Half of species found by 'great plant hunters' | University of Oxford 极速十一选五开奖走势图

Half of species found by 'great plant hunters'

More than 50% of the world’s plant species have been discovered by 2% of plant collectors, scientists have found.

With an estimated 15-30% of the world’s flowering plants yet to be discovered, finding and recording new plant species is vital to our understanding of global biodiversity.

The age of great botanical explorers, such as Sir Joseph Banks and Alexander von Humboldt, might appear to have passed. But the study, led by Oxford University scientists, found that modern botany has its own ‘great plant hunters’ – individuals whose experience and skills enable them to make a disproportionate contribution to the discovery of new plant species.

A report of the research is published in this week’s Proceedings of the Royal Society B.

‘It seems that, even in the 21st Century, we need ‘great’ plant hunters who have the skills and experience to make the most efficient use of their time in the field,’ said Dr Robert Scotland of Oxford University’s Department of Plant Sciences, who led the work.

‘Whilst local specialists, citizen scientists, and students all have an invaluable contribution to make to botany, our research suggests that years of experience helps great hunters collect, not necessarily more specimens, but more of the important ones that go on to change our understanding of plant species,’ Dr Scotland adds.

The study assembled four datasets totalling 100,000 specimens from four institutions; The Natural History Museum, Royal Botanic Garden Edinburgh, Missouri Botanical Garden, and Royal Botanic Garden Melbourne.

The researchers found that the most productive collectors are distinguished by five attributes: they collect over many years, they collect more types per year, they collect from several different countries (although specialising in one particular country), they collect from a wide range of plant families (although again, often specialising in a particular family), and they collect more types towards the end of their careers.

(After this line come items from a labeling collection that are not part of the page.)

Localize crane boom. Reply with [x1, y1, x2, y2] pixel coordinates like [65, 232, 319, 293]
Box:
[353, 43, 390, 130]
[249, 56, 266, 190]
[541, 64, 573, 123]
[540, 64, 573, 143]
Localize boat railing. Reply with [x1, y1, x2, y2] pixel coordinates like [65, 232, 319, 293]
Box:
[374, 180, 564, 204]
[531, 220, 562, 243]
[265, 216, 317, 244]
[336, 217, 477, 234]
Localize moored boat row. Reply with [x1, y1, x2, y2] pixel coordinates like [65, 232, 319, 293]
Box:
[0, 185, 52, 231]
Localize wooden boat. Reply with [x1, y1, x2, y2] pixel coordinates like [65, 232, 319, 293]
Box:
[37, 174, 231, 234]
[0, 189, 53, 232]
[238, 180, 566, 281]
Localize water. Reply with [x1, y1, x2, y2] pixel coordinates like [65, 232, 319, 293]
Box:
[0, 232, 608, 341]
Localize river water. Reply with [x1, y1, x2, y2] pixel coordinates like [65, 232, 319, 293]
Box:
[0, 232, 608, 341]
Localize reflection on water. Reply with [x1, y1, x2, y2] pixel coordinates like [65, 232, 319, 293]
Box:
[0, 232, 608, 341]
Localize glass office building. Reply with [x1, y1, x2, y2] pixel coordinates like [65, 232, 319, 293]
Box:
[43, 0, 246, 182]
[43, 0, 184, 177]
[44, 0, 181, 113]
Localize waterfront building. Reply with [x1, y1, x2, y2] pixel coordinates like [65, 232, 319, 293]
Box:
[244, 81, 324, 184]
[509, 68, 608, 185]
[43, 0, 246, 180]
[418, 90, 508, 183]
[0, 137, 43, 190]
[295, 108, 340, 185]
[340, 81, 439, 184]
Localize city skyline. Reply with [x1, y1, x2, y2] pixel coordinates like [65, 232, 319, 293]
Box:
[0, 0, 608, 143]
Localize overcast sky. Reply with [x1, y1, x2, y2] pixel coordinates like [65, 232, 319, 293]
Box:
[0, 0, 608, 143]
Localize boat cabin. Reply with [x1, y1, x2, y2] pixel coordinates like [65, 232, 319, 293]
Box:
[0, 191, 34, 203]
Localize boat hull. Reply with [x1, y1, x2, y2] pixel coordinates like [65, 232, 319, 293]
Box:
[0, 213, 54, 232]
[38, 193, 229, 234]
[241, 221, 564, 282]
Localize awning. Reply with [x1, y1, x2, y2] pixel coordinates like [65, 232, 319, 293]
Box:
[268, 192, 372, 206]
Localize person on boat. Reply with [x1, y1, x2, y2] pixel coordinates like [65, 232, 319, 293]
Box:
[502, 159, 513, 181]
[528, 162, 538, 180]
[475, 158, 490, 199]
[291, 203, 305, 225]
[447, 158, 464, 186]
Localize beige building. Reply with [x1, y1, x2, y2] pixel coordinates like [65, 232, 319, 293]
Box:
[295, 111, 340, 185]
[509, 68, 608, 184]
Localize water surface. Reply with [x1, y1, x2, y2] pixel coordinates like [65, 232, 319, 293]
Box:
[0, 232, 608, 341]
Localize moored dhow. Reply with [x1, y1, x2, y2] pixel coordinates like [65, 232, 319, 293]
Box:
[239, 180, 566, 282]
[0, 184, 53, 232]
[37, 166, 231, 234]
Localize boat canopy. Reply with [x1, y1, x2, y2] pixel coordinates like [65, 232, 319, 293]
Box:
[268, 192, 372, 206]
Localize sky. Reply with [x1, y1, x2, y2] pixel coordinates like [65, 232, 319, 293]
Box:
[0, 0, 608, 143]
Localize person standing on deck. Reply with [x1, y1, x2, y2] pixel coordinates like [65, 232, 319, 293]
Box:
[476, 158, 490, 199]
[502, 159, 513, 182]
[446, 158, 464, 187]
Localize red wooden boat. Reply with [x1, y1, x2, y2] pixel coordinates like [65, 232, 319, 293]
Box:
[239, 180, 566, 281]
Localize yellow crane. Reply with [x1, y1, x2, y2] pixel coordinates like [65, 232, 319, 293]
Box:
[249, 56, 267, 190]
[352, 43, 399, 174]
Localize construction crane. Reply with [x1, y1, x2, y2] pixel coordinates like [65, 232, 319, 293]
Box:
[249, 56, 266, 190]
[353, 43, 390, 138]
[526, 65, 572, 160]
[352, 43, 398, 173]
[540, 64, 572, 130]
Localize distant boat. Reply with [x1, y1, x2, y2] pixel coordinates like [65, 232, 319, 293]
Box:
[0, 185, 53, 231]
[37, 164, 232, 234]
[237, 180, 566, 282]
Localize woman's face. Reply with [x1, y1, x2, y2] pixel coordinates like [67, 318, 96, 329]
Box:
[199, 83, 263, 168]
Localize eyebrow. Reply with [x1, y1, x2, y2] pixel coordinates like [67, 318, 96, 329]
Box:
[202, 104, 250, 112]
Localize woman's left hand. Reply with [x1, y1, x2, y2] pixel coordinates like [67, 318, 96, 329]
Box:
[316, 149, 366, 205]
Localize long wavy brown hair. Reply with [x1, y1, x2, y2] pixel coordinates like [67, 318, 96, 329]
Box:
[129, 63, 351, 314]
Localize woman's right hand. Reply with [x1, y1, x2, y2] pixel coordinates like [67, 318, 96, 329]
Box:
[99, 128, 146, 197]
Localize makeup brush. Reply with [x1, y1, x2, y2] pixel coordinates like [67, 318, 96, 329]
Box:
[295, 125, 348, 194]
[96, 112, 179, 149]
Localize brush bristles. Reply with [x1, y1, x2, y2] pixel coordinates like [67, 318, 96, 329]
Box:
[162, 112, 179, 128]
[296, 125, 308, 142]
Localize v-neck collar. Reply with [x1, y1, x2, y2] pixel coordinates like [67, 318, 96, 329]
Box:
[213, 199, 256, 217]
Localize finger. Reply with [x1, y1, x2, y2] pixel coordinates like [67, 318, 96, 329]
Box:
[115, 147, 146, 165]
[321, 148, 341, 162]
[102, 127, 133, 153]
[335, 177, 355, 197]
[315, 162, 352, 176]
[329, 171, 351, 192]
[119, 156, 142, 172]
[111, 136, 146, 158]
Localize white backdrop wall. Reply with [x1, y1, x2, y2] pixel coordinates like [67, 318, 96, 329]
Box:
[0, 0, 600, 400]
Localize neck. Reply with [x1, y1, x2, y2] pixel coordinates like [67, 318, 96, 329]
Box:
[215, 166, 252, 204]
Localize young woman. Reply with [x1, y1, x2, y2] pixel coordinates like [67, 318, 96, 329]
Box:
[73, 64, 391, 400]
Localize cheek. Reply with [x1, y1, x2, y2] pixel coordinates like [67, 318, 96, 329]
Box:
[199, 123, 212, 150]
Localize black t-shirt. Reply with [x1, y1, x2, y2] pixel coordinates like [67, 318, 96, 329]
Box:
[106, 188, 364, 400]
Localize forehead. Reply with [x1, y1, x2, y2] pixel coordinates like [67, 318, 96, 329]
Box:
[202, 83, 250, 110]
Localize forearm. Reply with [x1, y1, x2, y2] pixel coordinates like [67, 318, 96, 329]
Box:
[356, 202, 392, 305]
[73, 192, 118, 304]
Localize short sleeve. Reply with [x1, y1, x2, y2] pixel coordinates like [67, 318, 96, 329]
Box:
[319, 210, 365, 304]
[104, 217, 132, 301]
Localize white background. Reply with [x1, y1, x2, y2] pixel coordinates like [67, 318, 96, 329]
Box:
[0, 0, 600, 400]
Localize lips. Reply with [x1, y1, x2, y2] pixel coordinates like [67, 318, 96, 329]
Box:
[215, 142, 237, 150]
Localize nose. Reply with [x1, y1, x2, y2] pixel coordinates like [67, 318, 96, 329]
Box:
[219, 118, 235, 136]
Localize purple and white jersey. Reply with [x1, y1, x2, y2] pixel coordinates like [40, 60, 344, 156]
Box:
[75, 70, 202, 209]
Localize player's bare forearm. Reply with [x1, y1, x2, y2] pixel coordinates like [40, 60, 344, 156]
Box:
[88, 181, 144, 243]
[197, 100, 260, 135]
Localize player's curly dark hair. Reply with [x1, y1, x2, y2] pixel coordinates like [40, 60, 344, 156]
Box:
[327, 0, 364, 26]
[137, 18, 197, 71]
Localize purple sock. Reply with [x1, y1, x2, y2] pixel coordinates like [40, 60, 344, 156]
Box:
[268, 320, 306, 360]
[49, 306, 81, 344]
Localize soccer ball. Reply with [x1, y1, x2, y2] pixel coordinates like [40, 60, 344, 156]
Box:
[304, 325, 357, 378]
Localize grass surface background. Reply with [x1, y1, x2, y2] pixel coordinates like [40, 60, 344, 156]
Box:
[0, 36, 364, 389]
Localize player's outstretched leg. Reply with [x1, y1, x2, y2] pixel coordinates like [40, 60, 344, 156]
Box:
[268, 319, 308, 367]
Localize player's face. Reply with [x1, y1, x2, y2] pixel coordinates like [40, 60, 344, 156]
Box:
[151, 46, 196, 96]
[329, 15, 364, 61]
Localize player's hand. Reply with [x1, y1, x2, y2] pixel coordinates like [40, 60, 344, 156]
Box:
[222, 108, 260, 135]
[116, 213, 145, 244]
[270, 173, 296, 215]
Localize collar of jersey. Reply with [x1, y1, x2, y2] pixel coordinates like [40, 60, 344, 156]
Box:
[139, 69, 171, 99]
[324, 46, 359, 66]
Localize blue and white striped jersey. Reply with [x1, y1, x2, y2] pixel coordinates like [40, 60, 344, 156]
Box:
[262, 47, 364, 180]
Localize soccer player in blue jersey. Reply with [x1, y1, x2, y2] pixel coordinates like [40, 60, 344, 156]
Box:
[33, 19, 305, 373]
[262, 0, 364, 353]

The study suggests that greater efforts should be made to identify, train, and support plant hunters throughout their careers as they can make a substantial contribution to the discovery of new species.

Oxford University’s Department of Plant Sciences has a strong history of producing ‘big hitting’ plant hunters from an 18th Century Professor of Botany, John Sibthorp (1758-96) who collected some of the first plants from Greece and many from Cyprus, to Sir Ghillean Prance, a recent Director of Kew Gardens and Graduate student at Oxford University who collected extensively in Brazil. Currently John Wood, a research associate at the Department of Plant Sciences, has collected 30,000 specimens from South America and Asia, many of which are new species.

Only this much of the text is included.